The following four tests can help to judge whether your data is in the zone:

  1. Is all the data available for searching? If not, then you’re not in the Goldilocks zone. With KDP, every field of every record is automatically indexed and available for searching upon ingestion of the database.
  2. If a new field suddenly shows up in a dataset being ingested, how much work is needed to get it into the system and make it searchable? If any human effort is required for data transformation or cleaning, then you’re not in the Goldilocks zone. If the change consumes excessive system resources, such as for reindexing, then you’re not in the Goldilocks zone. In KDP, the amount of extra effort needed to bring in a new field is zero—the system treats new fields just like any other field being ingested.
  3. If a new type of data sensitivity shows up in a dataset being ingested, how much work is needed to get it applied in the system?

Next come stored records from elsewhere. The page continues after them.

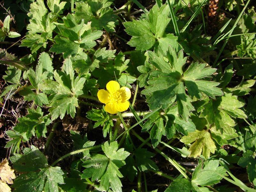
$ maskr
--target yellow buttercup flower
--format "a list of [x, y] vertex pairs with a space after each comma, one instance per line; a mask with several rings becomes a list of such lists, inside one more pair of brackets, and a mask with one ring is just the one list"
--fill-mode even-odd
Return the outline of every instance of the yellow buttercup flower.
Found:
[[115, 81], [110, 81], [106, 86], [107, 91], [104, 89], [99, 90], [97, 94], [100, 101], [106, 104], [105, 110], [111, 114], [117, 113], [127, 110], [129, 107], [128, 100], [131, 98], [131, 91], [129, 88], [120, 88], [119, 84]]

If changes are needed to existing data or any reindexing or extra processing is required, then you’re not in the Goldilocks zone. With KDP, adding a new security group simply requires ensuring the data is labeled properly and granting the right people access to it.
  4. Is it possible to join or otherwise process different datasets in the system? If you cannot join, aggregate, or otherwise process entire datasets to create a new dataset without specific effort, or you can but the data comparison takes an inordinate amount of time and system resources, then you’re not in the Goldilocks zone. With KDP, you can process any dataset with any other dataset at scale.